XL Web services standards finally begin to gel.
Written by Joe McKendrick, Contributing Writer

Having trouble keeping up with all the standards being launched around Web services?  Join the club. In a new analysis, Jason Stamper provides a much-needed clarification on where we're at in the standards world. He notes that there are now more than 60 Web services standards and specifications at some stage of development or approval.

Those that mean the most to SOA include Web Services Description Language (WSDL), Simple Object Access Protocol (SOAP), Universal Description, Discovery and Integration (UDDI), Business Process Execution Language (BPEL), and last and certainly not least, XML. Emerging specifications that also make a difference include WS-Security and WS-Policy, which is not yet a formal, recognized standard.

The good news is that vendor cooperation to support and move Web services standards forward seems to be holding. "We're much more focused on getting industry-wide agreement than we used to be," Miko Matsumura, chairman of the Oasis Technical Adoption Committee, is quoted as saying. "The groups do work with each other instead of against each other."

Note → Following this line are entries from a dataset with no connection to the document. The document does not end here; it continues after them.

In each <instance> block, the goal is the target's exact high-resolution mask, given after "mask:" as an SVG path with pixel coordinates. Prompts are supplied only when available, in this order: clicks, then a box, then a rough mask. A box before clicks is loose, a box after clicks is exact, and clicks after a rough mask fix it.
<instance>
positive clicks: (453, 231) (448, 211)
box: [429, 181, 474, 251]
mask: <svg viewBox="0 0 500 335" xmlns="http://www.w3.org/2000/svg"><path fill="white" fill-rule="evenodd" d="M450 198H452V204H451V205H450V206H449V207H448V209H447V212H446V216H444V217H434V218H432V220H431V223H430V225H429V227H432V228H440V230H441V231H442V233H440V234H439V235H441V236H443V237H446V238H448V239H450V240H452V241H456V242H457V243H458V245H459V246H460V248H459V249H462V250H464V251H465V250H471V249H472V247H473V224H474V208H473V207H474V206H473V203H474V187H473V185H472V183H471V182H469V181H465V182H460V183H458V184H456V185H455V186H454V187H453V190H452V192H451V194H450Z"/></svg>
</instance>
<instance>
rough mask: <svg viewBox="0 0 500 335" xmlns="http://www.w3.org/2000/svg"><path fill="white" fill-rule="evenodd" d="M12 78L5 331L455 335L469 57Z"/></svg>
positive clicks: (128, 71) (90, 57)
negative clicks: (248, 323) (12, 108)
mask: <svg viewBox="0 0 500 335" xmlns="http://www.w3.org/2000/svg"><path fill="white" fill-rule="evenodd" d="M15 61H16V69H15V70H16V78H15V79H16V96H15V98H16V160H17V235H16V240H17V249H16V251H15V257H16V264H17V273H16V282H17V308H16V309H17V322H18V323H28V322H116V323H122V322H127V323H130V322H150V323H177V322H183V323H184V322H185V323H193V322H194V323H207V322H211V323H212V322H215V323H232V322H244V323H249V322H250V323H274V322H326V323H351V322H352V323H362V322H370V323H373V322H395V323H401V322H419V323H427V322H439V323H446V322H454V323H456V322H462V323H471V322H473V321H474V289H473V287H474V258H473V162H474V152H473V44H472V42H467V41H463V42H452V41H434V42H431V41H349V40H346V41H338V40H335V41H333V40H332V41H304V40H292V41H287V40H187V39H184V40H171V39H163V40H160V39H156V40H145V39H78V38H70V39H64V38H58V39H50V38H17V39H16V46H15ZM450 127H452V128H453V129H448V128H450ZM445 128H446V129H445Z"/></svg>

"We were in danger a year ago of some sort of standards meltdown, where people could not agree on some of the higher-level semantics," Jim Rivera, VP of product management for Cape Clear, said in the article. "But I think we have got past that, and the standards are now being well supported and well adopted. There is always more work to do, but we have come a long way."

Stamper advises that while key Web services standards are ready for enterprise application development there are still issues in the areas of security, policy and management. "Users are advised to draw on the technologies offered by development and deployment tools to shore up what is available from the standards and specifications."